地域活性化に挑む団体を支援しようと地方新聞45紙と共同通信社が設けた「第7回地域再生大賞」の各賞が21日決まった。大賞(副賞100万円)は、行政や団体を仲介し新たな活動を進める「都岐沙羅パートナーズセンター」(新潟)。準大賞(同30万円)は農水産物を情報誌と届ける「東北開墾」(岩手)と、障害者と農業に取り組む「パーソナルアシスタント青空」(愛媛)になった。
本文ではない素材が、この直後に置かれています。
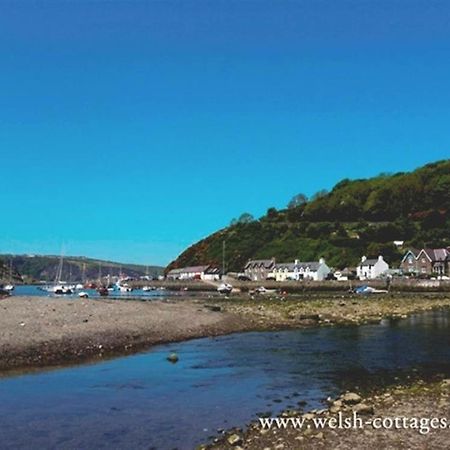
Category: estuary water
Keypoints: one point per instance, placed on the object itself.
(144, 402)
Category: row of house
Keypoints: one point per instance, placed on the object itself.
(263, 269)
(426, 261)
(207, 272)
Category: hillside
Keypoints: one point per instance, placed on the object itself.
(37, 267)
(358, 217)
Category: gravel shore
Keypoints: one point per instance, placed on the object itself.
(40, 331)
(403, 417)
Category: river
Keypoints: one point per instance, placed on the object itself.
(143, 401)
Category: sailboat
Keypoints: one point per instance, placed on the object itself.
(59, 287)
(102, 290)
(10, 286)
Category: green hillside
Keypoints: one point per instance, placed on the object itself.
(358, 217)
(37, 267)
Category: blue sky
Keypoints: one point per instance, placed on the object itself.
(131, 129)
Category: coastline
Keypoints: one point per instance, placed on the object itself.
(43, 331)
(401, 416)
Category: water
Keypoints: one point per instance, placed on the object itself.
(143, 401)
(35, 291)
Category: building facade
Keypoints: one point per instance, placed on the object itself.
(427, 261)
(259, 269)
(368, 269)
(194, 273)
(314, 270)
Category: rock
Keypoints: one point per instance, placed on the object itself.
(334, 409)
(173, 358)
(234, 439)
(363, 408)
(351, 398)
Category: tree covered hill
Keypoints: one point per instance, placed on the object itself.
(358, 217)
(39, 267)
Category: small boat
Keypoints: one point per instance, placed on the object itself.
(102, 291)
(366, 290)
(224, 288)
(60, 289)
(148, 288)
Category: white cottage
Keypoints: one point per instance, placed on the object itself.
(194, 273)
(314, 270)
(368, 269)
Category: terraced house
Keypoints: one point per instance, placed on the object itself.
(427, 261)
(298, 270)
(259, 269)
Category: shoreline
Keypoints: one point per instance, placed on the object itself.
(396, 416)
(40, 332)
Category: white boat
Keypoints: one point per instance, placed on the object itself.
(224, 288)
(61, 289)
(10, 286)
(148, 288)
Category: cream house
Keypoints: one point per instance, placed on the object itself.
(368, 269)
(314, 270)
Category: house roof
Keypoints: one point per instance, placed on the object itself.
(192, 269)
(312, 265)
(368, 262)
(437, 254)
(414, 251)
(256, 263)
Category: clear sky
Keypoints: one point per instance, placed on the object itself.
(131, 129)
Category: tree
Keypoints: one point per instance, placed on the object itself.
(319, 194)
(298, 200)
(272, 213)
(246, 218)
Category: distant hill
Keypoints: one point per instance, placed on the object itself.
(37, 267)
(358, 217)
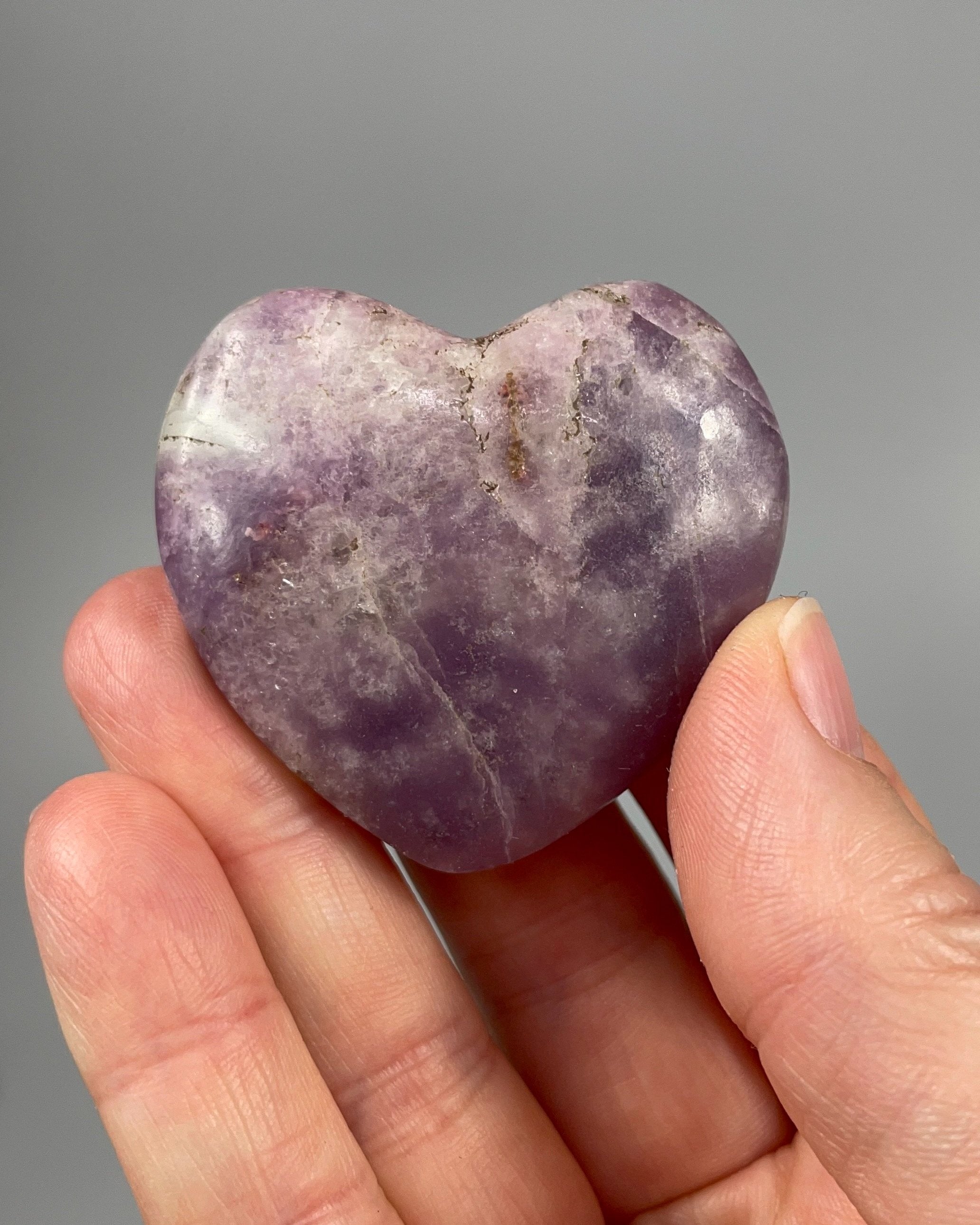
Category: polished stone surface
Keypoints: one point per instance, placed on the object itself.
(466, 589)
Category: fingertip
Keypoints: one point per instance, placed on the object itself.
(104, 621)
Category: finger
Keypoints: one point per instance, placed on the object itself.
(590, 976)
(392, 1028)
(202, 1081)
(876, 755)
(836, 929)
(786, 1187)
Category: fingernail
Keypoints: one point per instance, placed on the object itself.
(818, 675)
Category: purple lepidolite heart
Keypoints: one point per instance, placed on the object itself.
(466, 589)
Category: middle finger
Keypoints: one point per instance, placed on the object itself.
(450, 1129)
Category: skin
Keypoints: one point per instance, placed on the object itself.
(273, 1034)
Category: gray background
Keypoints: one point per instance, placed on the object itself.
(806, 172)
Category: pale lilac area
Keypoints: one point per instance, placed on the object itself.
(466, 589)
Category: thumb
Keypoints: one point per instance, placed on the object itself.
(837, 930)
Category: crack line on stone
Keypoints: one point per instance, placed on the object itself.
(422, 673)
(713, 365)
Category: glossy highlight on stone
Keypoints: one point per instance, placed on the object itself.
(467, 587)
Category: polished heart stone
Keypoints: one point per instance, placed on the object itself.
(466, 587)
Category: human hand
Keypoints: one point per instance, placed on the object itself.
(275, 1037)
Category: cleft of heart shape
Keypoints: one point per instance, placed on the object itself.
(465, 589)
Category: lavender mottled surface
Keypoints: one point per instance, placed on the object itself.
(466, 589)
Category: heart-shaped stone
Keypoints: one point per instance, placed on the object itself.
(466, 589)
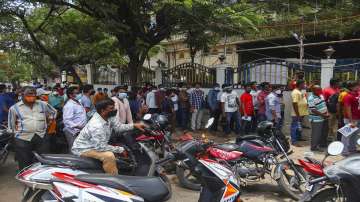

特別賞受賞を喜ぶ浦添小学校PTAの梁裕之会長(左から2人目)らメンバー=21日、浦添市仲間・うらそえぐすく児童センター

 独自の工夫を重ねた活動を評価した特別賞(同10万円)は、困窮家庭の子どもを支えるため、「てぃーだこども食堂」を運営する「浦添小学校PTA」などに決まった。

 このほか、県内からは帆かけサバニの造船や操船技術の継承・普及に取り組む「フーカキサバニ」(名護市)などに優秀賞が贈られた。

 表彰式は2月17日、都内のホテルで行う。

 

愛情込めた昼食を無料で提供

 第7回地域再生大賞で特別賞を受賞した浦添市立浦添小学校PTAの役員らは、吉報を喜んだ。昨年5月から同市立うらそえぐすく児童センターで「てぃーだこども食堂」の運営を開始。「子どもたちの心を温めよう」と、毎週土曜日には地域の児童に愛情を込めた昼食を無料で提供している。PTAによる子ども食堂の運営は全国初で、取り組みが高く評価された。

 同小PTAの梁裕之会長は「受賞できたのは周囲の支援のおかげ」とほほ笑んだ。「最初の食事はおにぎりとトウガン汁。今では多くの食材の寄付があり、感謝している」と話した。新年度には支援員を増員し、平日の見守りを強化したいと述べ、「これからも子どもたちの心に寄り添っていきたい」と力を込めた。

 吉浦弥副会長は「うれしい。無理なく楽しく、息の長い活動にしていきたい」と話した。同児童センターの国仲恵子館長は「特別な活動ではないことが評価されたことに意義がある」と喜ぶ。PTAが運営するようになって、学校や地域の大人と児童らとのつながりも深まったと説明し、「地域全体で子どもたちを支えようという意識が高まっている」と語った。